Building Information Modelling is changing this old-fashioned process by industrialising construction and creating off-site assembly lines for manufacturing modules which can then simply be assembled by a leaner on-site team. The development of BIM goes further than the simple planning and design section of a project and stretches throughout the building life cycle. This technology helps to support processes such as cost management, construction management, project management and facility operation.
Those who participate in the building process are being constantly pressured to deliver successful projects while having to cope with tighter budgets, limited manpower and accelerated schedules. Therefore, the use of a manufacturing process that delivers all of the components for a building off site, quickly and for lower costs and risks of delay is a great new way to adapt and overcome the challenges in the industry.

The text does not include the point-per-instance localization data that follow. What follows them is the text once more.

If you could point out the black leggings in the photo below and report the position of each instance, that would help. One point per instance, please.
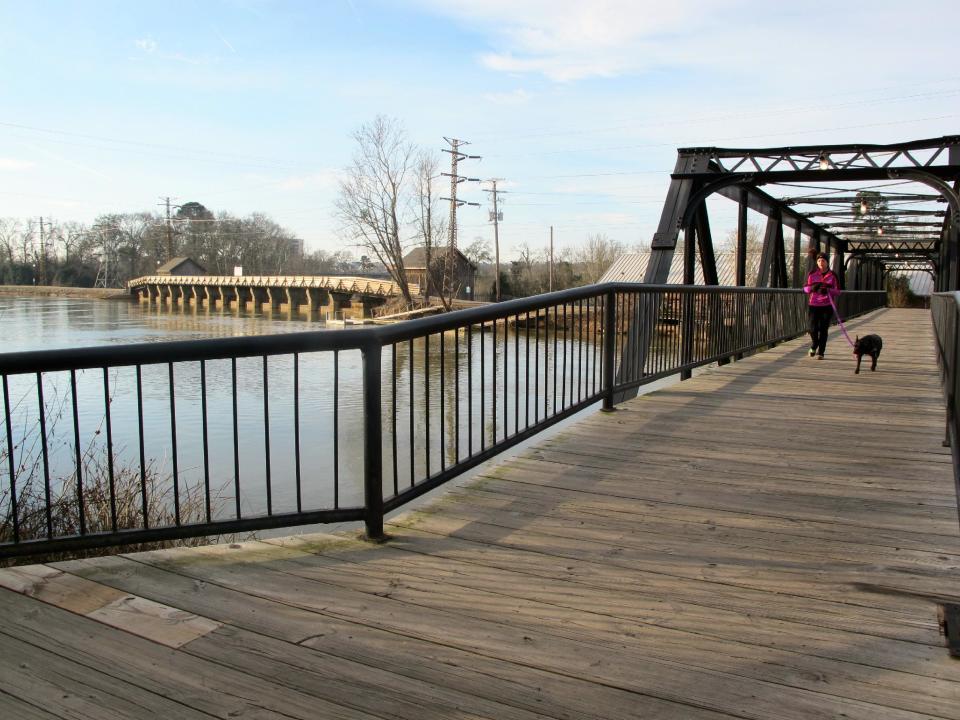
(819, 323)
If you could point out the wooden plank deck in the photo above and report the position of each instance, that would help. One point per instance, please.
(767, 540)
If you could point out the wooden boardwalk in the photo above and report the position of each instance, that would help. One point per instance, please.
(767, 540)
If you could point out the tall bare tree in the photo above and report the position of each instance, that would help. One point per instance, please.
(430, 223)
(372, 195)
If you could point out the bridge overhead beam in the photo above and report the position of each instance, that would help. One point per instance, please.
(738, 175)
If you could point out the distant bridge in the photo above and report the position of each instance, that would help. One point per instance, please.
(328, 296)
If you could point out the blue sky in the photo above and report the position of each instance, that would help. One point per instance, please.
(249, 105)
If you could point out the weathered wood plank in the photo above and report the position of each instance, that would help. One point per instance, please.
(502, 681)
(766, 540)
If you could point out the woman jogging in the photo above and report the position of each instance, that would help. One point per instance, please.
(821, 286)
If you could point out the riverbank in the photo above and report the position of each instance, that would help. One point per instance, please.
(62, 291)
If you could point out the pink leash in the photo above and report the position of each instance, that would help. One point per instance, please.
(840, 320)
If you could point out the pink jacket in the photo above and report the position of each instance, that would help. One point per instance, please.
(821, 287)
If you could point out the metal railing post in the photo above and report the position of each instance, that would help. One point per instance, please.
(609, 347)
(687, 328)
(372, 442)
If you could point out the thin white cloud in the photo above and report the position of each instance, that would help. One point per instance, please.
(223, 39)
(323, 180)
(568, 40)
(147, 45)
(516, 97)
(14, 164)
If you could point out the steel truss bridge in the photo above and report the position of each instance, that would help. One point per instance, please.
(876, 209)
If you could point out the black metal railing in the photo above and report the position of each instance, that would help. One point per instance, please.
(945, 312)
(143, 443)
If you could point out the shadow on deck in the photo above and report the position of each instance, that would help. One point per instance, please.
(767, 540)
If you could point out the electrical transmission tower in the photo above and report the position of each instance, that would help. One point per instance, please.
(496, 215)
(42, 259)
(166, 202)
(456, 155)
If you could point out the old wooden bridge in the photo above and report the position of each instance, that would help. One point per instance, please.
(774, 537)
(770, 539)
(326, 296)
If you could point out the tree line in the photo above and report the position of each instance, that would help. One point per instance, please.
(119, 246)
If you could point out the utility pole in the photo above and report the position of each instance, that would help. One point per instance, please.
(496, 216)
(43, 256)
(166, 202)
(456, 155)
(551, 258)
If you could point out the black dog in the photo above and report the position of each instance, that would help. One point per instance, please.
(867, 345)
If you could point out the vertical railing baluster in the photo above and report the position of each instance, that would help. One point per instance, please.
(526, 368)
(536, 366)
(456, 395)
(236, 438)
(483, 371)
(78, 453)
(46, 459)
(173, 444)
(108, 416)
(8, 421)
(393, 420)
(609, 348)
(579, 350)
(296, 430)
(563, 376)
(143, 456)
(506, 376)
(442, 397)
(555, 329)
(266, 436)
(412, 432)
(516, 374)
(546, 363)
(594, 324)
(426, 400)
(372, 442)
(470, 390)
(206, 444)
(493, 394)
(336, 429)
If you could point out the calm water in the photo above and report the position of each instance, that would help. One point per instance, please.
(330, 396)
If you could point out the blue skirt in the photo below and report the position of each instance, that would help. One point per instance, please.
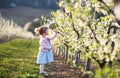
(45, 57)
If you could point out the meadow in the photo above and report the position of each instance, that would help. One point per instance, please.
(18, 59)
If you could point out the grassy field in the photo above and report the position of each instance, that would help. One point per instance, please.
(18, 59)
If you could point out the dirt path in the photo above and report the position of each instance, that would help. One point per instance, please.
(59, 69)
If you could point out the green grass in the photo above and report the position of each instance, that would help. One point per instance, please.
(18, 59)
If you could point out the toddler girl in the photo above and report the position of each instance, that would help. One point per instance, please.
(45, 50)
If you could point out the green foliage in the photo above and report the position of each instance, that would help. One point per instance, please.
(18, 57)
(10, 30)
(106, 73)
(86, 28)
(30, 26)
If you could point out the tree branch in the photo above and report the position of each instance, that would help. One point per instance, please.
(93, 33)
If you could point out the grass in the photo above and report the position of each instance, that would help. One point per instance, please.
(18, 59)
(10, 30)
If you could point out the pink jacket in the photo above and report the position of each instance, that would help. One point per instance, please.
(45, 43)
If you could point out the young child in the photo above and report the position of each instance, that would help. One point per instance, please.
(45, 50)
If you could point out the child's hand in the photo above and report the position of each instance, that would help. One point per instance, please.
(56, 32)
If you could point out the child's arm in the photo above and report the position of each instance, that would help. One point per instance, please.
(44, 46)
(54, 36)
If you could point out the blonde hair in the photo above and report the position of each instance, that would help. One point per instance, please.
(40, 30)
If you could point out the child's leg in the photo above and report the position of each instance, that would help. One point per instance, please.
(41, 68)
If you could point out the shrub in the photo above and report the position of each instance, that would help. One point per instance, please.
(10, 30)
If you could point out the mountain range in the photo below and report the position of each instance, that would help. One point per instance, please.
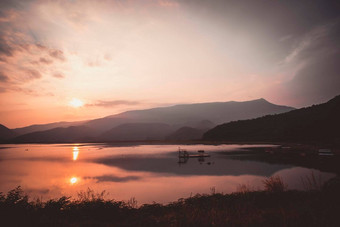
(318, 123)
(179, 122)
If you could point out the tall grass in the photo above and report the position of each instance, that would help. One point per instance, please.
(280, 207)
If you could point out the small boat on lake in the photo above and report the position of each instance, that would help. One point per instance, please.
(182, 153)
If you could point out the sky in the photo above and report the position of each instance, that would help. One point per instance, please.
(70, 60)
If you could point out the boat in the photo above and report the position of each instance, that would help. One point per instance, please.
(325, 152)
(182, 153)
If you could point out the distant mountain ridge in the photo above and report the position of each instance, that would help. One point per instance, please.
(59, 135)
(177, 116)
(318, 123)
(180, 122)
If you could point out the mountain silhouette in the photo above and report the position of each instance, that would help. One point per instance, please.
(318, 123)
(59, 135)
(151, 124)
(137, 131)
(186, 133)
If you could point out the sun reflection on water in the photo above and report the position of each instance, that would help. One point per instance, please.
(75, 153)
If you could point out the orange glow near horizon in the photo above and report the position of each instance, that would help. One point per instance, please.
(83, 60)
(76, 103)
(75, 153)
(73, 180)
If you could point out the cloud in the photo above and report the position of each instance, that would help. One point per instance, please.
(58, 75)
(57, 54)
(113, 178)
(318, 77)
(113, 103)
(32, 74)
(45, 61)
(3, 78)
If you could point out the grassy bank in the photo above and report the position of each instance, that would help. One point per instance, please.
(275, 206)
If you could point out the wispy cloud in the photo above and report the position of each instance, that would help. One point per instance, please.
(113, 103)
(113, 178)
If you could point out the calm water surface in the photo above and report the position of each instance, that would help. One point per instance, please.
(147, 172)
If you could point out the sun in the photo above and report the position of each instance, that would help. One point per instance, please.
(76, 103)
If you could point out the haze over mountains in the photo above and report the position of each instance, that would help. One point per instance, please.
(318, 123)
(180, 122)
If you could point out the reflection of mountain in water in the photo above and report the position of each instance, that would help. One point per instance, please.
(219, 166)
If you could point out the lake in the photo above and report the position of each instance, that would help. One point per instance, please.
(146, 172)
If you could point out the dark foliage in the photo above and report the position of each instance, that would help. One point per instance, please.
(276, 207)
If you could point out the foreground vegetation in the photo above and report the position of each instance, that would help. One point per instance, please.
(275, 206)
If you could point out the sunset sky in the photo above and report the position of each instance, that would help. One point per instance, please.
(67, 60)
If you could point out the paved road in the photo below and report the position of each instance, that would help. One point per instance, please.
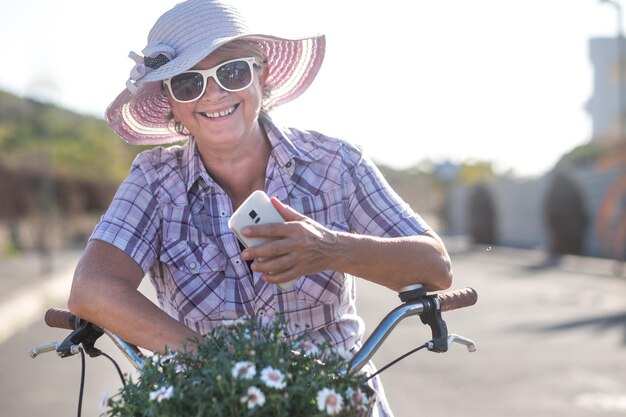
(551, 342)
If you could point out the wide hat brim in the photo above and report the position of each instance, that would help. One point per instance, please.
(193, 30)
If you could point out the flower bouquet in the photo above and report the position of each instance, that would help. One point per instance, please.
(245, 369)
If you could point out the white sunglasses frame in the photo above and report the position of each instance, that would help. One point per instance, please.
(212, 72)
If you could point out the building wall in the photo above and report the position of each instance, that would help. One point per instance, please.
(521, 213)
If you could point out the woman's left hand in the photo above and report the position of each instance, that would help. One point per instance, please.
(301, 246)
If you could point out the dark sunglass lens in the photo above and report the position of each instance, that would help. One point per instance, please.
(187, 86)
(234, 75)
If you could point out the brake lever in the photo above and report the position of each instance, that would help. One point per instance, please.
(455, 338)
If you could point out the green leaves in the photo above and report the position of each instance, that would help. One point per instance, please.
(244, 370)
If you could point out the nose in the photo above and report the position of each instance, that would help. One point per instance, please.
(213, 90)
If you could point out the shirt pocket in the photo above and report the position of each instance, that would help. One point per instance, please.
(326, 208)
(198, 280)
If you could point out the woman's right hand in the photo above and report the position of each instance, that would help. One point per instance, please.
(105, 292)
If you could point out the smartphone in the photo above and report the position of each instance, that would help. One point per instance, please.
(256, 209)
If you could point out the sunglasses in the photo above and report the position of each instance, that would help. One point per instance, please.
(235, 75)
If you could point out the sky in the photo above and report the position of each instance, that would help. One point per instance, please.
(489, 80)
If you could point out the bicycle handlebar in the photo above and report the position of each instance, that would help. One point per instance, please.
(61, 319)
(453, 300)
(415, 302)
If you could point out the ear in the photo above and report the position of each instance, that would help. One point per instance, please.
(265, 72)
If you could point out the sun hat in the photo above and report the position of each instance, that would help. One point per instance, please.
(181, 38)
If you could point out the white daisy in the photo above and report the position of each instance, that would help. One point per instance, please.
(358, 399)
(310, 348)
(104, 403)
(328, 400)
(244, 369)
(273, 378)
(163, 393)
(254, 398)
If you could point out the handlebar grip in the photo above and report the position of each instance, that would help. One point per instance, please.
(62, 319)
(452, 300)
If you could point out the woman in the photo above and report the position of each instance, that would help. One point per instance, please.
(206, 78)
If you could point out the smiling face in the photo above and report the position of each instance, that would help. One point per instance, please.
(221, 120)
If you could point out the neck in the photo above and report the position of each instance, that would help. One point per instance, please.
(240, 170)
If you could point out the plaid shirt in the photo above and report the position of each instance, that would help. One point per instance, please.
(171, 217)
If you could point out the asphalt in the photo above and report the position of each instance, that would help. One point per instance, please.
(32, 282)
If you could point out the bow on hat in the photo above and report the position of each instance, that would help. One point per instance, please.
(155, 56)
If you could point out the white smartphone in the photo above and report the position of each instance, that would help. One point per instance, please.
(256, 209)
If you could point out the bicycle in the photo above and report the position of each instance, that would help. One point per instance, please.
(415, 301)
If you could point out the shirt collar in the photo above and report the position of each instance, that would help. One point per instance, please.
(194, 168)
(282, 140)
(283, 151)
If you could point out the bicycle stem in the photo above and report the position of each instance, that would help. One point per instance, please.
(378, 336)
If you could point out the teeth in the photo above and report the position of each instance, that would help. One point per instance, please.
(220, 113)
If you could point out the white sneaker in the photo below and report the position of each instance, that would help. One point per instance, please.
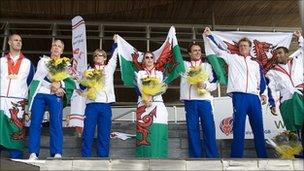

BIM can be used to bridge the information loss that can be associated with handling a project from a design team, to construction tool and then on to the building owner/operator, by allowing each group to add to the combined information as well as reference back to the information that has been sourced from other locations. This is beneficial later on for a facility owner and operator.
The business enterprise systems that are being driven by the development of BIM and an engineering ethos that has led to the development of high quality, large scale modular solutions designed in a virtual environment before being manufactured in a factory ad assembled on location can be revolutionary for the construction industry and offer a new market of manufacturing.